Research Associate, 1984-1989:
Following my Ph.D. I worked for Bruce Buchanan as a research associate
in the Stanford Knowledge Systems Lab, which is part of the Department
of Computer Science. While there I was a member of the PROTEAN project,
whose other members included Bruce Buchanan, Oleg Jardetzky, Russ Altman,
Bruce Duncan, Barbara Hayes-Roth, Mike Hewett, Olivier Lichtarge, and Craig
Cornelius, among others. The problem we were trying to solve was the determination
of 3-D protein structure from nuclear magnetic resonance spectroscopy (NMR),
using artificial intelligence techniques to limit the very large search
space. My main contribution was the formulation of the problem as a geometric
constraint satisfaction problem, based on my earlier work in ultrasonic
organ modeling. I also designed and largely implemented GS1, (geometry
system 1), a C-based Internet server for solving geometric constraint satisfaction
problems. BB1, a blackboard based problem solving system developed under
the direction of Barbara Hayes-Roth, was then used to control GS1
over the net.
Research Faculty, 1989-present:
I was recruited to the UW Department of Biological Structure by Cornelius
Rosse and John Prothero, who had been involved for several years in 3-D
reconstruction of organs from serial sections. Based on a newly funded
grant from NLM, they were interested in developing a knowledge base of
anatomy that could serve to organize the 3-D models and to provide a basis
for organizing other information. My initial contribution was to describe
anatomical (and more broadly, structural) knowledge as being composed of
two parts, a spatial component and a symbolic component. Based on my Stanford
experience I then designed a distributed, Internet-accessible architecture
for representing and accessing these two kinds of knowledge. This framework
has proven to be very resilient, and continues to be our main architecture
ten years after it was designed.
During this time I also generalized the shape-based imaging work and the protein structure work to come up with the notion of hierarchical geometric constraint networks as a representation for spatial structural knowledge, at levels ranging from gross anatomy to molecules. The basic notion is that networks of local geometric constraints, when interacting together in a constraint satisfaction process, give rise to a global representation of shape, for both individual structures and for collections of structures.
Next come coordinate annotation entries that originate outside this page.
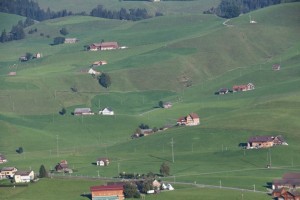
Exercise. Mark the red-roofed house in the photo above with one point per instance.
(190, 120)
(109, 192)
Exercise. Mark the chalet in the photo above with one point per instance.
(100, 62)
(111, 192)
(107, 111)
(83, 111)
(276, 67)
(7, 172)
(103, 46)
(265, 141)
(63, 167)
(37, 55)
(167, 105)
(190, 120)
(102, 162)
(238, 88)
(93, 72)
(2, 159)
(24, 176)
(71, 40)
(288, 180)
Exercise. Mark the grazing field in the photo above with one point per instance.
(163, 55)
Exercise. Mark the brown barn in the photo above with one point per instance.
(111, 192)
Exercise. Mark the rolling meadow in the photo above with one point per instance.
(163, 54)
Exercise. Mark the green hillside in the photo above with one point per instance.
(163, 54)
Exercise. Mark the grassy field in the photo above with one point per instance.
(163, 52)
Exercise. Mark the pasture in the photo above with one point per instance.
(163, 53)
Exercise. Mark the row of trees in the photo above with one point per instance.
(122, 14)
(17, 31)
(233, 8)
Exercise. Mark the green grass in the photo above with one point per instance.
(162, 53)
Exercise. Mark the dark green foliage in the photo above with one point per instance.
(131, 191)
(58, 40)
(164, 169)
(104, 80)
(43, 172)
(64, 31)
In 1990 I coined the term, "Structural Informatics", partly to give a name to the kind of activities I had been doing since 1974, but also in recognition of the commonality of representations and methods for structures at all levels from gross anatomy to molecules. This term has since been picked up by NLM as a subfield of medical informatics. In 1997 the name of our group was changed to the Structural Informatics Group. I became director of the group in 1997, in close collaboration with Cornelius Rosse, the original founder of the Digital Anatomist project.
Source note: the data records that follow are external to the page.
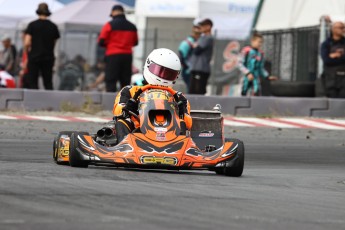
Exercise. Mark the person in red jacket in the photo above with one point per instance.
(6, 79)
(118, 36)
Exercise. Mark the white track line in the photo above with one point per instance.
(237, 124)
(5, 117)
(267, 122)
(314, 124)
(47, 118)
(94, 119)
(341, 122)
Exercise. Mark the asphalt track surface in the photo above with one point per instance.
(293, 179)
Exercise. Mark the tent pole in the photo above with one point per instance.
(256, 16)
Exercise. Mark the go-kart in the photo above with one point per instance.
(160, 142)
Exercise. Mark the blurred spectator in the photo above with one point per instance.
(252, 66)
(23, 65)
(9, 55)
(6, 79)
(40, 39)
(185, 51)
(200, 60)
(333, 56)
(135, 80)
(72, 74)
(118, 36)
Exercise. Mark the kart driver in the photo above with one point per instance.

Together with Cornelius Rosse, I now direct a group of students and programmers in the development of computer-based representations and applications in anatomy. Whereas Cornelius concentrates more on anatomical knowledge representation, I concentrate more on the design and implementation of computer-based methods for organizing, accessing, visualizing and utilizing the knowledge that he represents. A good team, I think.
In the long run I would like to work with Cornelius and other domain experts to develop representations and software tools that can work together over the Internet, and that can lead to a structural information framework for organizing and accessing biomedical information. Because of the fundamental nature of structure, such a framework has the potential to organize a large portion of biomedical information, the need for which is becoming apparent as the amount of information continues to exponentially increase.